The situation shouldn’t be surprising when you consider the factors. Americans are living longer, as the average life expectancy has increased by 2.3 years from 2000 to 2019. The pandemic caused assisted living rates to rise 6.15% in 2020 and another 4.65% in 2021, according to a survey conducted by Genworth Financial. Inflation, high college tuition, and explosive APRs in the housing market mean more young adults are struggling to pay their bills and purchase a home. In July 2022, half of young adults aged 18-29 were either still living at home or had moved back in with their parents, compared to 38% in 2000. Piling it on, more people are waiting to have children until later in life, increasing the chances of overlap in caring for young children while caring for parents. This adds to the pressure faced by working parents who may find the caregiving overload coincides with statistically the most productive career years, from age 40-50. The result? Increased financial and emotional pressures, along with retirement-planning challenges. For many in the sandwich generation, the panini grill has morphed into a hydraulic press. So, what’s the solution?
Limit the Layers
Before you get stuck between a rock and a hard place, or, in this case, two slices of caregiving, there are some steps you can take to limit the pressure down the road.
Have conversations with your parents now about their financial plans for the future.
While it may be uncomfortable, financial gaps in their retirement or healthcare plans could lead to unfortunate consequences for them as well as you, including limited senior care options or running out of retirement funds. For help getting the ball rolling, visit our blog on conversation starters, and make sure to include long-term care insurance in your discussion.
Hold a family meeting to discuss financial expectations with your teens or adult children and your parents.
Remember: the goal isn’t to leave everyone feeling like there’s a dollar amount on your love but to encourage healthy relationships, wise financial decisions, and an environment that acknowledges everyone’s needs.
Start saving for your children’s education now.
529s, ESAs, and custodial accounts are all great options for stretching your money further, which, in turn, lessens the financial burden of college expenses for you and your children down the road. They may still ask for your assistance, but saving early can enable you to help more effectively. If your kids are in high school, research scholarships and school options that fit your budget.
Stop the (Sandwich) Press
If you’re in the thick of it, it’s easy to feel overwhelmed by day-to-day demands on your finances, time, and energy. You’re not alone! Small steps can help lessen the squeeze.
Review your budget.
Helping cover expenses for your parents and adult children, as well as working less to focus on caregiving, means your budget is likely due for a makeover. Make sure you’re cutting spending as needed and still able to pay off any debt.
Don’t stop saving.
It may feel overwhelming to continue saving for retirement while facing increased financial demands, but reducing your saving is much better than cutting it out entirely. Like the proverbial airline instructions, you need to put your own oxygen mask on first before assisting others. Neglecting your own savings can result in putting your children in the same situation you’re in now.
Review your taxes.
Reducing what you owe through deductions or tax credits can help lessen the financial strain. If you pass certain requirements, you may be able to claim your parents as dependents. You may also qualify for caregiver expense deductions, like modifying your home to make it wheelchair accessible.

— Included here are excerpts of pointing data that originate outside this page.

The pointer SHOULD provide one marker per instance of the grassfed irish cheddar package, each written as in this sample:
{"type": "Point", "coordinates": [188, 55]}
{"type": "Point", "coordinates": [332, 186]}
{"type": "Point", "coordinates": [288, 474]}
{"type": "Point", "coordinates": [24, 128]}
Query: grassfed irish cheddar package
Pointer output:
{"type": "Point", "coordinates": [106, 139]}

Go over Social Security and Medicare with your parents to help them determine when to start taking Social Security benefits and compare healthcare options.
Having the right Medicare plan and enrolling at the proper times can save you money. It’s also a good
idea to examine your own financial plan and see how Social Security fits into your strategy.
While the needs may feel like they’re closing in faster than you can meet them, having a plan that you can work on one day at a time is a step in the right direction. Your financial advisor is a valuable resource and cheerleader who can help you ease the pressure and take caregiving one (manageable) bite at a time.